Both potential problems can be rectified with a healthy, daily dose of sleep. So let a good night’s rest do its work! Then, when you’re at the gym, you’ll feel completely ready to make a ton of progress in your routine.
3. Prevents Overtraining Syndrome
Getting into the habit of taking a rest day can prevent overtraining syndrome. Overtraining syndrome develops when an athlete continually does not adequately recover from frequent, intense training.
This syndrome is present in many student and professional athletes. Its symptoms include, but are not limited to:
- Prolonged fatigue
- Longer recovery delays
- Weight and appetite loss
- Increased irritability
- Unusual muscle soreness
- Performance stagnation or decline
Despite the scheduling demands of certain sports, even elite athletes don’t gain much from overtraining. Sometimes less is more, and that definitely applies to resting to enhance your fitness prowess. Taking a rest day can put your fitness journey at a huge advantage.

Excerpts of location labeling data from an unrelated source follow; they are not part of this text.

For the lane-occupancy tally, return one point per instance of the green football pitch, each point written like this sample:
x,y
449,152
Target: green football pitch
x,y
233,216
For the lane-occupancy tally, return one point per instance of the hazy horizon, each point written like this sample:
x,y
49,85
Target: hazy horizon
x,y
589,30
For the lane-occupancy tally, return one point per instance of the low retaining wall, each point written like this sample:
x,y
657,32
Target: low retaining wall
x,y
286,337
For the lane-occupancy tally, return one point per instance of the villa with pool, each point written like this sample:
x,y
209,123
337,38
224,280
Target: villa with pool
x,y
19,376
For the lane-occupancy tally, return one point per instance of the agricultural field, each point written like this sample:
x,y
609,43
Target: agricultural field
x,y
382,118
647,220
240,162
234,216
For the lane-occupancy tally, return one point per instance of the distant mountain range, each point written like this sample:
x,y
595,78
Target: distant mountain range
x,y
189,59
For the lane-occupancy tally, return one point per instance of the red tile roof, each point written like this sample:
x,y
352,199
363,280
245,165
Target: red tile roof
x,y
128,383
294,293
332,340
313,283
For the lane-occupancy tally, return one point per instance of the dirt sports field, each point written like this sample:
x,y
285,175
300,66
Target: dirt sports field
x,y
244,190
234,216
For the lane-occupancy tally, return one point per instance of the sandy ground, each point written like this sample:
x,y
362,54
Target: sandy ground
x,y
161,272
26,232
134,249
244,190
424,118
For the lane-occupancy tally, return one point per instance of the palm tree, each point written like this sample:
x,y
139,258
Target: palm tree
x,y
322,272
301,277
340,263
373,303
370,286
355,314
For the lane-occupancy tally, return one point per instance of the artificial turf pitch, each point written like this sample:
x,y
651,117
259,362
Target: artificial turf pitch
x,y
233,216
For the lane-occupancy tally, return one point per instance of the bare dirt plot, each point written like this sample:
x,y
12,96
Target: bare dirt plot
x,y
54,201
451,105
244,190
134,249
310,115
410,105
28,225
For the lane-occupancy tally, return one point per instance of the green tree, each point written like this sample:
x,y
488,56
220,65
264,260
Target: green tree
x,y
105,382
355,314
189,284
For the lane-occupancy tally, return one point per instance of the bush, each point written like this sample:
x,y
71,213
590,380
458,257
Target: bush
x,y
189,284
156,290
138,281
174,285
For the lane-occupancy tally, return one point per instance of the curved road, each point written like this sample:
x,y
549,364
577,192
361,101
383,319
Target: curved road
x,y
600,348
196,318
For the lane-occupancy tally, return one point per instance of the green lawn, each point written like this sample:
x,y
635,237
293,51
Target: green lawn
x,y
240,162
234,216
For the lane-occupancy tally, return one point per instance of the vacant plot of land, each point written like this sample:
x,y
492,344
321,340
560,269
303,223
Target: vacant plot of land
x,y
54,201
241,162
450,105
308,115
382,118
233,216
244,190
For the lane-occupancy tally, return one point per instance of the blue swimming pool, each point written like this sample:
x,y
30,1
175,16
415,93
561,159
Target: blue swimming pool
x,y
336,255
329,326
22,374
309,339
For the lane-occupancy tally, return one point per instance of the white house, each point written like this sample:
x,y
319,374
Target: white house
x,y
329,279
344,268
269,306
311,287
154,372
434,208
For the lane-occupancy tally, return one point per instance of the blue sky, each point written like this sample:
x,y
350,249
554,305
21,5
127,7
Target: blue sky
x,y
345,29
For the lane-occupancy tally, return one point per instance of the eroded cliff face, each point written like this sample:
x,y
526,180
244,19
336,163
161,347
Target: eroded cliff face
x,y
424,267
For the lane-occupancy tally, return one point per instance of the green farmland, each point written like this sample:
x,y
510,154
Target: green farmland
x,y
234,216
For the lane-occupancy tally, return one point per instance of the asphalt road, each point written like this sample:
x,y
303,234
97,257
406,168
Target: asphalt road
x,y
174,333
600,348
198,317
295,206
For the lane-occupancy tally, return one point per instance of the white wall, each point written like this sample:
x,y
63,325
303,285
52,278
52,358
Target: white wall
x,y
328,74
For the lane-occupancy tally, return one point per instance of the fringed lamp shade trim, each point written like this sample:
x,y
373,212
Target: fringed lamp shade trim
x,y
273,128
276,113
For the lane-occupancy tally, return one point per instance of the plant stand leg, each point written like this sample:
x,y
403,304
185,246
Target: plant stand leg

4. Lower Risk for Accidental Injury
When you’re tired, your focus isn’t great. Though going to the gym might be a mundane, near-daily task, there are still risks of injury if you’re not careful. You’re not able to be as careful without paying attention.
Whether you’re running, swimming, using a machine, or lifting weights, focus and energy are critical. Otherwise, you can injure yourself or others, taking on injuries potentially worse than sore muscles. Get a good night’s sleep so that exercise doesn’t end up hurting you.
Lack of sleep, and subsequently lack of muscle recovery, can also lead to muscle injury and might even leave your muscles more susceptible to damage. This can even happen when performing exercises that wouldn’t usually cause injury.
5. Lowers Stress
Exercise itself can lower stress, but thinking about having to exercise 24/7 can increase stress too. And believe it or not, the best way to relax is to completely relax.
Sleep also directly lowers stress. Adults who sleep fewer than eight hours at night are more stressed than those who do get eight hours of sleep. Even worse, higher levels of stress can make it more difficult to sleep, creating a vicious cycle.
Stress itself can slow recovery, as it can take valuable energy resources from your body — resources that could’ve been used for your muscles. It can also affect your body’s ability to metabolize fat, which can potentially affect your overall fitness goals.
By eliminating the counterproductive burden of overtraining, you alleviate your schedule and consequently, maintain your peace of mind. So instead of going to the gym for the third time today, consider using that time to let your muscles rest instead.
Sleep as Exercise Recovery — It Works!
If you agree that exercise recovery is important, then you must ensure that you sleep well. But if you ever forget why, then just refer to the guide above.